Kırılma noktamız olur bazen hayatın içinden yüreğe düşen acı damlalar, bazen de sevgiliye dönüşen bir çığlık olur son sözü vasiyet gibi yazılan ya da hayat çetelesinde dolaşırken, aykırı düşüncelerle beyninin sol yanıyla sağ yanı çatışır bulursun hayat yolunda… Bazen de söyleyecek söz bulamazsın ve sessiz bir çığlık gönderirsin annene; çaresizliğinin içinde çare arayarak…
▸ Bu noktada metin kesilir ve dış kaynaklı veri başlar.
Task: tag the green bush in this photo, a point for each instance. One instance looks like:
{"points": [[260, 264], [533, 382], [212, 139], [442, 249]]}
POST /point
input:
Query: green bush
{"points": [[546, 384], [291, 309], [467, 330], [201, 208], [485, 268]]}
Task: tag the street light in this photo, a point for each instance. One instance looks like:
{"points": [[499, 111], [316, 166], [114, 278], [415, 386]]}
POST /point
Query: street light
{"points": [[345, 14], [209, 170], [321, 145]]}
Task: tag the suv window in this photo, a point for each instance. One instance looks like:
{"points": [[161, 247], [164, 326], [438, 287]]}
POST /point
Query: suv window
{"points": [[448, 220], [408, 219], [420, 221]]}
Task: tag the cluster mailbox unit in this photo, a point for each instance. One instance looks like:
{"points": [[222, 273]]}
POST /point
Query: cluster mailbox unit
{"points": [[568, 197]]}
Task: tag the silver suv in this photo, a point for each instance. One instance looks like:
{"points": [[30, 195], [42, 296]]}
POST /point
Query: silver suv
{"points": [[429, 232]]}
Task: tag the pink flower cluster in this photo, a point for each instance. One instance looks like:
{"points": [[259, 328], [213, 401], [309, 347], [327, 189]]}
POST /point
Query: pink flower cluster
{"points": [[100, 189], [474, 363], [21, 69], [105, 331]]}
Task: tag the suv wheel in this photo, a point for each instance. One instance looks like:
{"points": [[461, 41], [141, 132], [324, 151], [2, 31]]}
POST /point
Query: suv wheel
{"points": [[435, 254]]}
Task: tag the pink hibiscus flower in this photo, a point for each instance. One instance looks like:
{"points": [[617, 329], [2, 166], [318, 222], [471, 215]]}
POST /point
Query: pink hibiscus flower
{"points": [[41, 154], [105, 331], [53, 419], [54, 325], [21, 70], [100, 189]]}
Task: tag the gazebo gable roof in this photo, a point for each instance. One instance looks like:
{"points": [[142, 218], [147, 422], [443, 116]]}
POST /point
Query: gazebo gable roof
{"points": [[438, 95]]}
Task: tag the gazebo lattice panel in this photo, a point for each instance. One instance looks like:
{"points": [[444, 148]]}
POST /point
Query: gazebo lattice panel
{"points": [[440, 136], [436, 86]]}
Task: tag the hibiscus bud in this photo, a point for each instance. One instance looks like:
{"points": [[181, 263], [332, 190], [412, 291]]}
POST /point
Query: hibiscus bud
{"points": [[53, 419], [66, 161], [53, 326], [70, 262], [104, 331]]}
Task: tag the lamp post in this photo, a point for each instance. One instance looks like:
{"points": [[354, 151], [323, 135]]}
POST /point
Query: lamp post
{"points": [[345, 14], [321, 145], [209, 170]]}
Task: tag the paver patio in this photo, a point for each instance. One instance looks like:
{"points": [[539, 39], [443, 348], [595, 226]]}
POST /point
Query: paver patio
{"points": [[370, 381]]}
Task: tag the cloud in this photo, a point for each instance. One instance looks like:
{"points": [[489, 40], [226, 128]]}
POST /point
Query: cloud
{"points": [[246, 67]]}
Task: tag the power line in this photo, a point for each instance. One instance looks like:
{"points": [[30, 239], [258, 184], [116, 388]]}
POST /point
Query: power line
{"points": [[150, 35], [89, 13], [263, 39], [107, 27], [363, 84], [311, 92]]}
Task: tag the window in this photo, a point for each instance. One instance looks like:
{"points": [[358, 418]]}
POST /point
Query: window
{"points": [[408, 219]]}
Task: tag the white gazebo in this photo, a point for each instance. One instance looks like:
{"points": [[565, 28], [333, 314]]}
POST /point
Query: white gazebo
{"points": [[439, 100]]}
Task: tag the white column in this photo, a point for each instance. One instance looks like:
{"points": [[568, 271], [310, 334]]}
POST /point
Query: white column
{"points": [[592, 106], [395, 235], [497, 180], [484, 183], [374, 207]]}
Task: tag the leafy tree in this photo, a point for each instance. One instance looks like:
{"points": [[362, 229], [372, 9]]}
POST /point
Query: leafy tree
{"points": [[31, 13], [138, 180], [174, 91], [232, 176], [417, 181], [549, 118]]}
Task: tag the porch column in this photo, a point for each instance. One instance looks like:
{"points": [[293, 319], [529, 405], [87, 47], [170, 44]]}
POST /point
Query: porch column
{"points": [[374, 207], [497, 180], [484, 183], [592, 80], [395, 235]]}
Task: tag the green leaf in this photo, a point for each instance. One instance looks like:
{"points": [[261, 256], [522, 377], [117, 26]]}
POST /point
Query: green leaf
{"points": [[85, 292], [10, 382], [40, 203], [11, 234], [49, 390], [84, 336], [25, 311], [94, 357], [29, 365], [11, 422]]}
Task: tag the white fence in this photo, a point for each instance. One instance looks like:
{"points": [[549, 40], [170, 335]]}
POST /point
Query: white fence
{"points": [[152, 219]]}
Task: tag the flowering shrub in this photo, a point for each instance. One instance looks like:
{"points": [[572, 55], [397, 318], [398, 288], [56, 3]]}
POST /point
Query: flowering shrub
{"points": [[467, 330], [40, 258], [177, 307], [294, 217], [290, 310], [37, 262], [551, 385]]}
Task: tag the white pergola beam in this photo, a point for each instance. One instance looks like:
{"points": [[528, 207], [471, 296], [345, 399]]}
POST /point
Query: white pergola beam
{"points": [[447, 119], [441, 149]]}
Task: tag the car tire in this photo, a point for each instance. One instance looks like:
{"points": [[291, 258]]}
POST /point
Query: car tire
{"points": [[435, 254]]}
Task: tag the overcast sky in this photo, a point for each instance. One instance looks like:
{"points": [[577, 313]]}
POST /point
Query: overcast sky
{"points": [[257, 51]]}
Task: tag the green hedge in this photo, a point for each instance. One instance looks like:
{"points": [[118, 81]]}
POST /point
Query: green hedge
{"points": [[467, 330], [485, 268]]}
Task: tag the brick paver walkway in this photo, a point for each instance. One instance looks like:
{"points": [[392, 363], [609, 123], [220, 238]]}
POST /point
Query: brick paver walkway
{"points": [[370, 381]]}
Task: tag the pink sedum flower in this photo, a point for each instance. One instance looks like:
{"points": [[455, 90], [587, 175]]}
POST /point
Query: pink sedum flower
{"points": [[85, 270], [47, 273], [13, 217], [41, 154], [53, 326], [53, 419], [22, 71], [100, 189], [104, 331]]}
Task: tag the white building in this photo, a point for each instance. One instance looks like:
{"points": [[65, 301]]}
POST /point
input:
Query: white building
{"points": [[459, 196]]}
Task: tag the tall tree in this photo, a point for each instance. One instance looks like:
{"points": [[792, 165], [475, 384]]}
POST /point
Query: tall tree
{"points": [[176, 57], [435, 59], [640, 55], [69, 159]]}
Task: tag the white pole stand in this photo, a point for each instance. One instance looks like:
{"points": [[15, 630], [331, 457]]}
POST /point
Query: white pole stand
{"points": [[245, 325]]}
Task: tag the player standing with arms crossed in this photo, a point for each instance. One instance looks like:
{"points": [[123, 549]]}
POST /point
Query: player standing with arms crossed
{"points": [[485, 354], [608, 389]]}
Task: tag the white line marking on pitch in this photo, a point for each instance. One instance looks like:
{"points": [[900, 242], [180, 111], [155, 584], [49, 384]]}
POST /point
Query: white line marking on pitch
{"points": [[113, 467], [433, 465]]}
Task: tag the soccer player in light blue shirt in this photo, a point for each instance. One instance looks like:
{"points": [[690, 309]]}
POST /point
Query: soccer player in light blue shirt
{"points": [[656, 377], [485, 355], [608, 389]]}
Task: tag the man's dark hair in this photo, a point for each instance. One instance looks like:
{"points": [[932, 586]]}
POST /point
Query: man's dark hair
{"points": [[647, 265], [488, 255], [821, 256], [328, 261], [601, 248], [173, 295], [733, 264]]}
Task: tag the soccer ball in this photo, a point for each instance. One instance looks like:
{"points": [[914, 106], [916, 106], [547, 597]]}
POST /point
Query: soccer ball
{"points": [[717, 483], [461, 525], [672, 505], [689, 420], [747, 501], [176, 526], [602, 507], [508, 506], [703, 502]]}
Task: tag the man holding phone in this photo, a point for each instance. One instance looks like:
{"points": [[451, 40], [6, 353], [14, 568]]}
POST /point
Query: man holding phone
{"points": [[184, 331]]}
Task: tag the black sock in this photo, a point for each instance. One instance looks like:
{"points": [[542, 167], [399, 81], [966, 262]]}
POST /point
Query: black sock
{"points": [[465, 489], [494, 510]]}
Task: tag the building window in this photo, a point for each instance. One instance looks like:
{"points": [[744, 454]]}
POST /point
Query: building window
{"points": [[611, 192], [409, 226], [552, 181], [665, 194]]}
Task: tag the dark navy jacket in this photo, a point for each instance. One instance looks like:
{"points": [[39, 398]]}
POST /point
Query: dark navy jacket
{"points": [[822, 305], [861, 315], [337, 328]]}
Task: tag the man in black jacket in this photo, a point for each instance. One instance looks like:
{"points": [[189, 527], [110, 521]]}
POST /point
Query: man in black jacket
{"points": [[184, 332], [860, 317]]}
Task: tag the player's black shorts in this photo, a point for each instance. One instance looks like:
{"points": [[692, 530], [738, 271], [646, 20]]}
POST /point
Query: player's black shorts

Hayatın sorgularla, sevgilerle dolu geçerken, gün gelir dışa kapalı düşünce kapılarını kırmak istersin. Kirlenmişliklerle, yaşarken çürüyenlerle, kapanmayan yaralarla, maddiyatla maneviyatı yok etmeye çalışanlarla yaşarken içinden gelen bir sesle aşkın ve hayatın içinden düşen damlaların harf harf dizilişiyle örülü bir anlatı serüvenidir sayfalara yansıyan. Öyle bir an gelir ki seslenirsin; elveda son sayfamın, son tümcesinin, son noktası…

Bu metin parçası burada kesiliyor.